Personal information
- Full name: Mohamad Nafiizwan bin Mohamad Adnan
- Nickname: Wan a.k.a. The Komodo (Biawak Nakal)
- Born: 24 April 1986 (age 40) Kuala Terengganu, Terengganu, Malaysia
- Years active: 1998-2019
- Height: 1.79 m (5 ft 10 in)

Sport
- Country: Malaysia
- Turned pro: 2004
- Coached by: Peter Genever
- Retired: 2019
- Racquet used: Head

Men's Singles
- Highest ranking: No. 26 (May 2017)
- Current ranking: No. 35 (April 2018)
- Title: 6
- Tour final: 16

Medal record
Men's squash
Representing Malaysia
Commonwealth Games
| Bronze medal – third place | 2018 Gold Coast | Singles |
Asian Games
| Gold medal – first place | 2018 Jakarta-Palembang | Team |
| Silver medal – second place | 2010 Guangzhou | Team |
| Silver medal – second place | 2014 Incheon | Team |
| Bronze medal – third place | 2018 Jakarta-Palembang | Singles |

= Mohd Nafiizwan Adnan =

Malaysian squash player (born 1986)

Mohamad Nafiizwan bin Mohamad Adnan (born 24 April 1986 in Kuala Terengganu, Terengganu), known as Nafiizwan Adnan and nicknamed The Komodo, is a professional squash player who has represented Malaysia.

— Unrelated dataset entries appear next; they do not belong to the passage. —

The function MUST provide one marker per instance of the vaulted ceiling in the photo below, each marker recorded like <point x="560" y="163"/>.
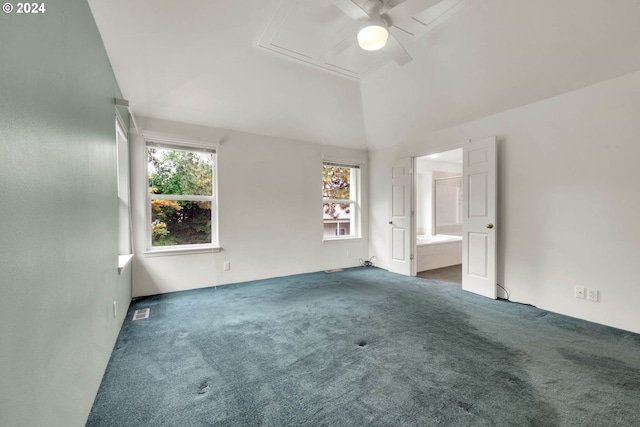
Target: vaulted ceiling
<point x="271" y="67"/>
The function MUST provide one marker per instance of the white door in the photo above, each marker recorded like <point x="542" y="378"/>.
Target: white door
<point x="400" y="234"/>
<point x="479" y="224"/>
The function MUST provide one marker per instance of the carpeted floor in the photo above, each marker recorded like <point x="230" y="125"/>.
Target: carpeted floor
<point x="363" y="347"/>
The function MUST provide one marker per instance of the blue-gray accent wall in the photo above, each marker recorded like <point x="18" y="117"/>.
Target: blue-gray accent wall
<point x="58" y="216"/>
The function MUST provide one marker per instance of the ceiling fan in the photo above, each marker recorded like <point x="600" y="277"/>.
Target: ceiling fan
<point x="376" y="17"/>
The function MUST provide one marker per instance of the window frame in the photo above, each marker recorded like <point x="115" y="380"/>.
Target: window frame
<point x="158" y="141"/>
<point x="355" y="200"/>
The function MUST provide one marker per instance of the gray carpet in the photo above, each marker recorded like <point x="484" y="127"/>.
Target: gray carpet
<point x="363" y="347"/>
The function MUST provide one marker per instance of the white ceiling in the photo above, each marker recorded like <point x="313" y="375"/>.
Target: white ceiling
<point x="217" y="63"/>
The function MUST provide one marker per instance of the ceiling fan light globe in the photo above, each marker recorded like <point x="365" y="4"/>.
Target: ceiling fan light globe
<point x="373" y="37"/>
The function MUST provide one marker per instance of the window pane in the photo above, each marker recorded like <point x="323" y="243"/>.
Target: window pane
<point x="180" y="222"/>
<point x="337" y="219"/>
<point x="336" y="182"/>
<point x="180" y="172"/>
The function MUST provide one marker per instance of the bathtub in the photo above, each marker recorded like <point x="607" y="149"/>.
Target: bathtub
<point x="438" y="251"/>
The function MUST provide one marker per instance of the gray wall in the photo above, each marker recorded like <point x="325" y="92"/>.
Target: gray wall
<point x="58" y="216"/>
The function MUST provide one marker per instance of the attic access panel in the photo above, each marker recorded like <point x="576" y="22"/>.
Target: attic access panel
<point x="310" y="32"/>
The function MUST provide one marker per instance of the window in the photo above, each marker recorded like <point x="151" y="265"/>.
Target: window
<point x="181" y="195"/>
<point x="340" y="200"/>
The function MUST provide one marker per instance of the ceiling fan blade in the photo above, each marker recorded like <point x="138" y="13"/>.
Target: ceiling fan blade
<point x="408" y="9"/>
<point x="350" y="9"/>
<point x="396" y="51"/>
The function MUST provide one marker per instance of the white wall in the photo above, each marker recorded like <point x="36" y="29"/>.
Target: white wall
<point x="270" y="212"/>
<point x="424" y="191"/>
<point x="568" y="203"/>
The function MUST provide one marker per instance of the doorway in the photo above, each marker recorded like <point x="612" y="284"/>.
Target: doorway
<point x="439" y="215"/>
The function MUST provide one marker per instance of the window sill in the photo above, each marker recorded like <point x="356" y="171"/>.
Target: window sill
<point x="123" y="261"/>
<point x="341" y="239"/>
<point x="182" y="251"/>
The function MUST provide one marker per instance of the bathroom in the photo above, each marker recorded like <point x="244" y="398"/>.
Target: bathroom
<point x="439" y="197"/>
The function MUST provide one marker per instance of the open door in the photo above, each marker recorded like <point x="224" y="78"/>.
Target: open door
<point x="400" y="218"/>
<point x="479" y="224"/>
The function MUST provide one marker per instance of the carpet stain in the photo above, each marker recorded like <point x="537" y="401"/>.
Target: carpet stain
<point x="204" y="387"/>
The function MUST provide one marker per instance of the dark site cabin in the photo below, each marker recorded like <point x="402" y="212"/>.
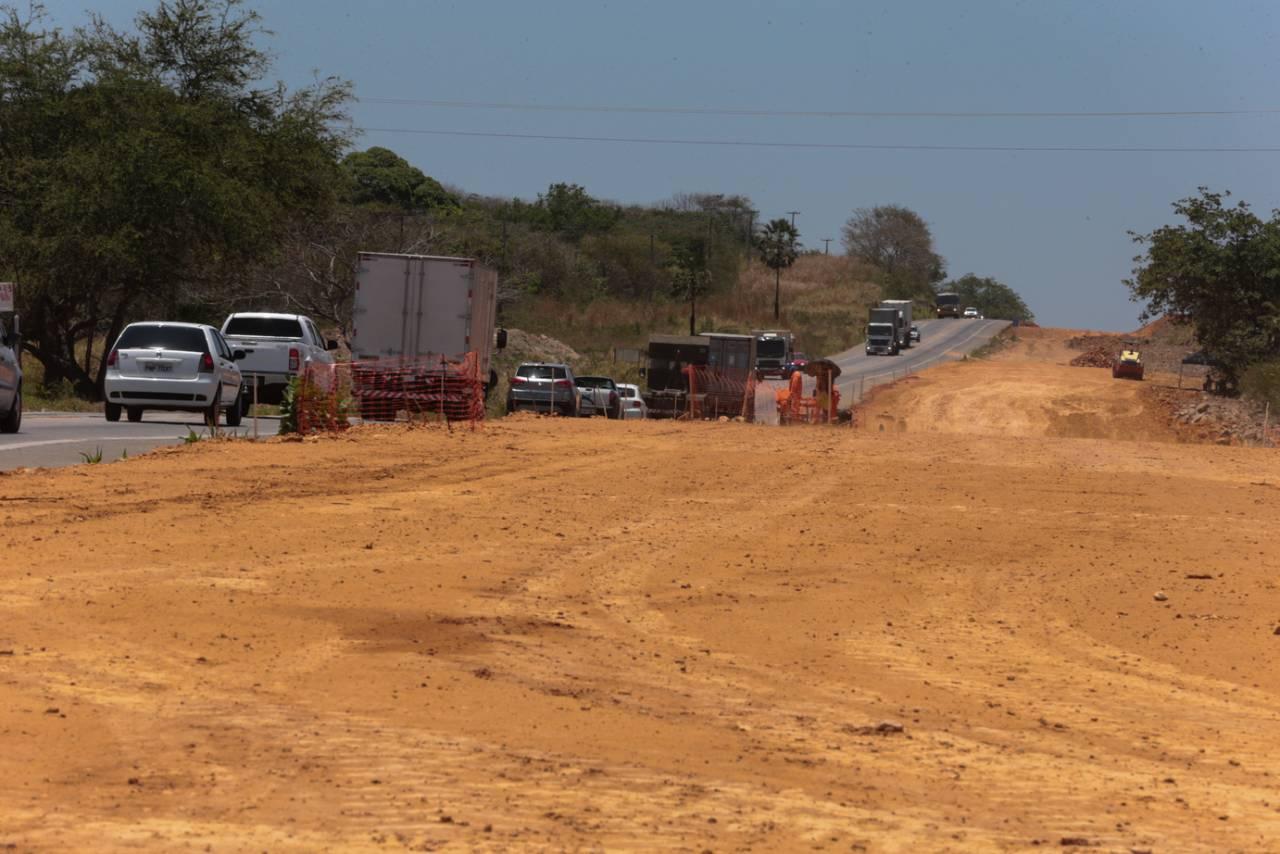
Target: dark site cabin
<point x="723" y="368"/>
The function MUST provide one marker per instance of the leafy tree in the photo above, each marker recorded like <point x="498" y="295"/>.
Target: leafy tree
<point x="991" y="297"/>
<point x="1221" y="272"/>
<point x="384" y="178"/>
<point x="140" y="172"/>
<point x="570" y="211"/>
<point x="689" y="275"/>
<point x="899" y="242"/>
<point x="777" y="247"/>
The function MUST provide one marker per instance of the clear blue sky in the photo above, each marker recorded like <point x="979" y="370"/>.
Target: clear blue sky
<point x="1050" y="224"/>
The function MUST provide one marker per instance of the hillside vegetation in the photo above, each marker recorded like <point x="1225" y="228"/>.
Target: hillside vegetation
<point x="824" y="302"/>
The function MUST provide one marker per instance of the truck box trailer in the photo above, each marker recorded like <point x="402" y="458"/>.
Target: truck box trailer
<point x="773" y="350"/>
<point x="423" y="329"/>
<point x="883" y="327"/>
<point x="904" y="330"/>
<point x="947" y="305"/>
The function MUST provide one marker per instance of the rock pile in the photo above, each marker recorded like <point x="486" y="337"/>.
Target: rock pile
<point x="1095" y="357"/>
<point x="1219" y="419"/>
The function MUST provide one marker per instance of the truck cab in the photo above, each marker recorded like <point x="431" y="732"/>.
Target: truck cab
<point x="881" y="339"/>
<point x="10" y="379"/>
<point x="772" y="354"/>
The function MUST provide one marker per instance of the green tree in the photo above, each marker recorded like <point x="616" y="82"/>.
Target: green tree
<point x="899" y="243"/>
<point x="571" y="213"/>
<point x="777" y="247"/>
<point x="689" y="275"/>
<point x="382" y="177"/>
<point x="141" y="172"/>
<point x="988" y="296"/>
<point x="1221" y="272"/>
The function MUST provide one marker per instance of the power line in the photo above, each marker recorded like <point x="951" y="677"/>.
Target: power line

He reached a career-high world ranking of World No. 26 in May 2017.

He became the first ever Malaysian male squash player to claim a medal in the men's singles event at the Commonwealth Games after clinching the historical bronze medal for Malaysia in the men's singles event during the 2018 Commonwealth Games.